Se replantea la campaña y tanto YouTube como Twitter o Facebook son los lugares de amplio dominio de opinión pública “macrista”. Con esto basta fijarse la cantidad de seguidores o Me Gusta que tiene el propio presidente o sus allegados frente a los políticos de menor caudal. Frente a este fenómeno emergente del militante cibernético, surgió la respuesta del marxismo cultural con frases como “salí a la calle” o con designaciones peyorativas como decirles “bots” o “trolls”, términos propios del lenguaje moderno informático.

Lo cierto es que el espacio público por excelencia ya no es la calle, la manifestación popular mas efectiva ya no es la marcha y el militante ya no es el que agita banderas.

Las redes sociales, si bien provienen de empresas privadas, constan de ser gratuitas y prácticamente libres para publicar todo aquello que se antoje.

Al afirmar esto no quiero decir en absoluto que el progresismo no tenga acceso a las redes, sino que, al ser un lugar en que se pueden encontrar variadísimas ideas, el debate es propicio y hasta casi propio de la naturaleza de estas plataformas.

Creo yo que el intercambio de ideas ha sido ganado por los sectores en oposición al marxismo. Para demostrar esto es necesario simplemente leer las consignas emocionales, sensacionalistas o violentas de cada polo y, cuando se discuten, ver quien insulta primero y quien tiene un soporte teórico o estadístico (aunque sea mínimo, tampoco estamos hablando necesariamente de expertos).

Y es que yo mismo dudo del contenido intelectual que se pueda tener sobre Cambiemos y que el Kirchnerismo lo supera. Ahora, el problema excede a este aspecto porque no se encuentra en la explicación de lo que hace o hizo CFK o MM, sino que el estilo de gobierno del kirchnerismo ha llevado a una decadencia gigante, imposible de esconder y no se ubica solo en la figura del “error humano” como tantos comunistas-socialistas se refieren a las “fallas” de Lenin, Stalin, Mao, los Castro, Chávez o Maduro.

El problema radica en la raíz misma del régimen que intentan imponer (bien utilizado el término dado que la izquierda no puede gobernar sin la coerción que obtiene desde el Estado y el monopolio de la “violencia legítima”).

Así es que, Macri, sin ser un jefe de Estado precisamente liberal, ha sabido consagrarse frente a sus rivales y, a partir de estas últimas elecciones, demostrar que su mandato tiene la misma o mayor aceptación en prácticamente todo el país.
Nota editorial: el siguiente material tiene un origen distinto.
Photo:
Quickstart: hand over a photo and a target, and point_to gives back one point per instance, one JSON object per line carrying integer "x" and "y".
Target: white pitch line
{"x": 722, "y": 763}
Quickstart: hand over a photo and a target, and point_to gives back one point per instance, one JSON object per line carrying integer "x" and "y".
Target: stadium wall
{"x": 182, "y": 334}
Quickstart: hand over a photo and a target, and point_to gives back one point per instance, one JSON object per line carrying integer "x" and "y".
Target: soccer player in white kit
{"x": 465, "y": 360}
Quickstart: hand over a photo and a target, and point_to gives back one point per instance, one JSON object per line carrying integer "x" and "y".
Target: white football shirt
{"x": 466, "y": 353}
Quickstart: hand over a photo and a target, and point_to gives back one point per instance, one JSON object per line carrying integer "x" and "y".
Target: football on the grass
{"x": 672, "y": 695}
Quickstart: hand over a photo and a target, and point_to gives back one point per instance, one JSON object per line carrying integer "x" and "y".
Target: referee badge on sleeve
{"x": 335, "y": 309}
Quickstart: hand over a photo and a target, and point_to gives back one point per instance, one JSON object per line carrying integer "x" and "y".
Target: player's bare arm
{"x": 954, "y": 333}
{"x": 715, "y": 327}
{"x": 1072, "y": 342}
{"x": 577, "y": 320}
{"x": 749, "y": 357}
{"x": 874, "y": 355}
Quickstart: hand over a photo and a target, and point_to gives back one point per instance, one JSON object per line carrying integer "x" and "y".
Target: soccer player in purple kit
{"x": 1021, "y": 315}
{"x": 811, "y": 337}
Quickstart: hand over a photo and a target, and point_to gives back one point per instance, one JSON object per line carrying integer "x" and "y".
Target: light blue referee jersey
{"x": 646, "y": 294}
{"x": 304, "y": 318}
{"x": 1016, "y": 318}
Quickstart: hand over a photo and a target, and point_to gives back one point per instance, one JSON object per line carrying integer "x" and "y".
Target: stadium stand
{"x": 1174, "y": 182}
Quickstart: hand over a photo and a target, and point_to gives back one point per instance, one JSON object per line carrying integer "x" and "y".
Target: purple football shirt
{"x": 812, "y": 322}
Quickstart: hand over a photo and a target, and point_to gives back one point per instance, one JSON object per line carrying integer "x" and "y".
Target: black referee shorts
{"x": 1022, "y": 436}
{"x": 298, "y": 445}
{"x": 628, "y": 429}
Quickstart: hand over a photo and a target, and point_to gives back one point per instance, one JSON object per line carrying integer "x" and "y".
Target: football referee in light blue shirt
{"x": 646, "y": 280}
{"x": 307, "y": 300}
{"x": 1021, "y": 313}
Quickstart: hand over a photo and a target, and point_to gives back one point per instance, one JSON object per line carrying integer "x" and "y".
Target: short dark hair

Lo único que necesitó demostrar o bien, desenmascarar fue a su rival.

¿¡Y qué mejor espacio para demostrarlo que en las redes!?

Vale destacar que los medios obviamente ayudaron fuertemente ya que son los que principalmente investigan e informan a la sociedad pero su difusión en internet es la que le llega a todos, superando ampliamente el rating televisivo, los programas radiales o las columnas de diarios. La posibilidad de acceder a toda esa información al alcance de su mano, en cualquier momento y en cualquier lugar es aquella característica de las nuevas plataformas digitales que, para mí, fueron propicias del “cambio”.